Giovanni Staunovo, an analyst at Swiss bank UBS, said while WTI is on the way to closing slightly higher than one week ago, Brent will probably close at similar levels to last week.
The market focus this week has been on the talks for a peace deal between Russia and Ukraine, but so far no deal has emerged, he added.
Crude has also been supported by growing expectations that the US Federal Reserve will cut interest rates again in December, which would provide a boost to both the economy and energy demand.
The markets are currently pricing in more than 85 per cent probability for a 25 basis points December rate cut. If this materialises, it should weaken the dollar further and provide support to oil prices as dollar-denominated commodities get cheaper, according to Vijay Valecha, chief investment officer of Century Financial.
Supply factors remain in focus. Supply was disrupted by Ukraine’s drone attack on the Caspian Pipeline Consortium's Black Sea loading facility. CPC, which handles more than 1 per cent of global oil, exports mainly from Kazakhstan through Russia and the Black Sea terminal.
Over the past two months, Ukraine has intensified its campaign against Russia’s oil refineries, hitting 21 of its 38 large plants. Last Friday, a drone struck the Orsk refinery on the Kazakh border more than 1,500km from Ukraine.
Refineries not only supply Russia’s domestic market, but also account for a large part of its oil exports. It has only three main customers for its crude now: China, India and Turkey.
However, US crude and fuel inventories rose last week as refining activity picked up, the Energy Information Administration said on Wednesday.
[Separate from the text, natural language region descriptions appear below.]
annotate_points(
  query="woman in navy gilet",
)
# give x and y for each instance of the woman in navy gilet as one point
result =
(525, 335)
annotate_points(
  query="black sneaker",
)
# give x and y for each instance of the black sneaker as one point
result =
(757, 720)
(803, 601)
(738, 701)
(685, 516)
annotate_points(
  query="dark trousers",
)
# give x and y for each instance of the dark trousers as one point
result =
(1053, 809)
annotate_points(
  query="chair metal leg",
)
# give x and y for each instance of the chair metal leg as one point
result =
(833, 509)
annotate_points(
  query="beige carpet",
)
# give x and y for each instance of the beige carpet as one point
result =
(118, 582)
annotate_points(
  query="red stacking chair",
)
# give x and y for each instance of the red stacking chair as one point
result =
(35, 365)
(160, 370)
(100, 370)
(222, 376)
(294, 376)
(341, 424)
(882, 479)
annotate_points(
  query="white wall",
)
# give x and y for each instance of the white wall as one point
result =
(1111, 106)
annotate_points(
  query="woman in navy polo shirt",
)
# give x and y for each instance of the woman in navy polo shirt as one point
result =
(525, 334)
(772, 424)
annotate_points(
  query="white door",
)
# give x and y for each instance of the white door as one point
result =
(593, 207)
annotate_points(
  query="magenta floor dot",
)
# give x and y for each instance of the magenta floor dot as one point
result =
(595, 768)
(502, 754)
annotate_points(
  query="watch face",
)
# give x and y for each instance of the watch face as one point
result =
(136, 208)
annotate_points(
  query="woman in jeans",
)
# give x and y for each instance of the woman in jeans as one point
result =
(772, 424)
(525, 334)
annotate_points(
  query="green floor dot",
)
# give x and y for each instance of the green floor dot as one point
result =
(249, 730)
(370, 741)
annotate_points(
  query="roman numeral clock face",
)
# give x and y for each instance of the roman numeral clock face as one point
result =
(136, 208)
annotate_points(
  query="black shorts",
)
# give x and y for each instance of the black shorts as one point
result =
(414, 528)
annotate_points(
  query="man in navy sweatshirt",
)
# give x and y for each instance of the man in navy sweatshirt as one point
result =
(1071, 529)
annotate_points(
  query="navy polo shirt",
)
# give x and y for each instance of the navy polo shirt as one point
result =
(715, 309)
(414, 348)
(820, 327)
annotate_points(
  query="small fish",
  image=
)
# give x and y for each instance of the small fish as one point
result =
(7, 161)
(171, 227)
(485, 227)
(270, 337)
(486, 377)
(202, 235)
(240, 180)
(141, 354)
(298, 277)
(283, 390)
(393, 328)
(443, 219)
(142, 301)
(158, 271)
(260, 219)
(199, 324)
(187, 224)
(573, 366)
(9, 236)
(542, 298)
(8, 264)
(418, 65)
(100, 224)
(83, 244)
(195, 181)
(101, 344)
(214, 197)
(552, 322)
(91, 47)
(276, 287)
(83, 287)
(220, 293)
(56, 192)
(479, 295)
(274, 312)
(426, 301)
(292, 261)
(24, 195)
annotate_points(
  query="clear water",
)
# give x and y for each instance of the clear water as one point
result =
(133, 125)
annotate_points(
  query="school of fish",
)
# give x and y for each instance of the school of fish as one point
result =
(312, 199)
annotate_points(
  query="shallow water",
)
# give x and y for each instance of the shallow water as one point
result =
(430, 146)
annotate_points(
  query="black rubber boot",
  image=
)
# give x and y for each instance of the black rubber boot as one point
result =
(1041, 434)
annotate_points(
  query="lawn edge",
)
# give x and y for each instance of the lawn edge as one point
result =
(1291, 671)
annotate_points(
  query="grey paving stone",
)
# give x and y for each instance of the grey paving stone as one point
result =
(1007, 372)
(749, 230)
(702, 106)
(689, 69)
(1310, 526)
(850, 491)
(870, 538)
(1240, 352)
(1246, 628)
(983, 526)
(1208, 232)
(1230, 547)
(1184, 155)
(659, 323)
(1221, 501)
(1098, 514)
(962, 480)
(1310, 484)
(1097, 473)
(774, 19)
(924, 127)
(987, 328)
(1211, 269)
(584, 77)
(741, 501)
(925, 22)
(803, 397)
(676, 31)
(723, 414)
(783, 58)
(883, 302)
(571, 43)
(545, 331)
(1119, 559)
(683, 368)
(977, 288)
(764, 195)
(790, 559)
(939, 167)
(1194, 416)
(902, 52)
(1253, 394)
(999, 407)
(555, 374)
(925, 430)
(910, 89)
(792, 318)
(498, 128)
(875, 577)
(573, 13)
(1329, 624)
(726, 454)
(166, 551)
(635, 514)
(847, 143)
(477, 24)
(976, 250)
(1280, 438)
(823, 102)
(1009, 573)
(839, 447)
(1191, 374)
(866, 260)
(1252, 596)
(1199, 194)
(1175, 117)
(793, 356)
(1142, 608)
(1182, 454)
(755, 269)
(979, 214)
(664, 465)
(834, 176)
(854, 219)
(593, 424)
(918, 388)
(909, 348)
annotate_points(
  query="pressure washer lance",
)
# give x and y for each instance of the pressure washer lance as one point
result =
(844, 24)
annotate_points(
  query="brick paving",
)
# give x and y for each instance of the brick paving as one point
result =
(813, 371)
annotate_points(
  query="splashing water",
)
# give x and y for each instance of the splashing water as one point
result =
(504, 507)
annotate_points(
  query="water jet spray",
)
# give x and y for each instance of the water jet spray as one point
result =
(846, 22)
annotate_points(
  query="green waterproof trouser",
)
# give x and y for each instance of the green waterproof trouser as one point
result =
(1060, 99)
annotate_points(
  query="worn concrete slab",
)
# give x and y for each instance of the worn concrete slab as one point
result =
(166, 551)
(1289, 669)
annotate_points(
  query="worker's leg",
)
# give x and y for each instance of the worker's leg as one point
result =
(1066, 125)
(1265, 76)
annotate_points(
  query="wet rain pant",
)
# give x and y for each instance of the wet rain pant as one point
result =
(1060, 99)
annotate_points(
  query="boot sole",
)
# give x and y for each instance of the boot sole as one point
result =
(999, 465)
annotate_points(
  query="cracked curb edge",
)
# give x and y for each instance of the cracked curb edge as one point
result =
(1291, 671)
Crude inventories rose by 574,000 barrels to 427.5 million barrels in the week ending November 28, the EIA said.
Crude prices are down about 17 per cent this year amid booming supply from the Americas and hikes from the Opec+ group. The International Energy Agency has forecast a record glut in 2026.
However, Mr Valecha said Hungary's report of uninterrupted Russian Druzhba pipeline flows post Ukrainian attacks has eased supply disruption fears that propped up prices earlier in the week.
Saudi Arabia added to these pressures by reducing January Arab Light prices, which support Brent crude demand from Asian consumers. The price cuts to Asia, the lowest in five years, reinforce oversupply concerns and intense competition within Opec+, he added.
“While Brazilian production has reached a new record high, we have also received reports of very strong demand in the US, India and Spain,” Mr Staunovo said. “We look for Brent to trade at $62 per barrel at the end of this year, so around current levels.
“Next week, the focus will be on the energy agencies' market report. I expect the more bearish ones to raise their demand estimates, as US oil demand has come in stronger in August and September.”
Opec+ agreed to keep oil production levels unchanged on November 30. The group, which pumps about half the world's oil, paused output increases for the first quarter of 2026 due to seasonal weak demand. It has brought 2.9 million barrels per day into the market since April this year.
Markets are also watching for a potential US military incursion into Venezuela after President Donald Trump said late last week that the US would start taking action to stop Venezuelan drug traffickers on land “very soon”.
Rystad Energy said in a note that such a move could put at risk Venezuela's 1.1 million barrels per day of crude oil production, which it supplies mostly to China.
Traders are also focused on Russia-India talks after President Vladimir Putin arrived in New Delhi on Thursday for his first state visit since the full-scale invasion of Ukraine. Since European countries cut back their reliance on Russian energy following the invasion, India has increased its purchases of discounted Russian crude.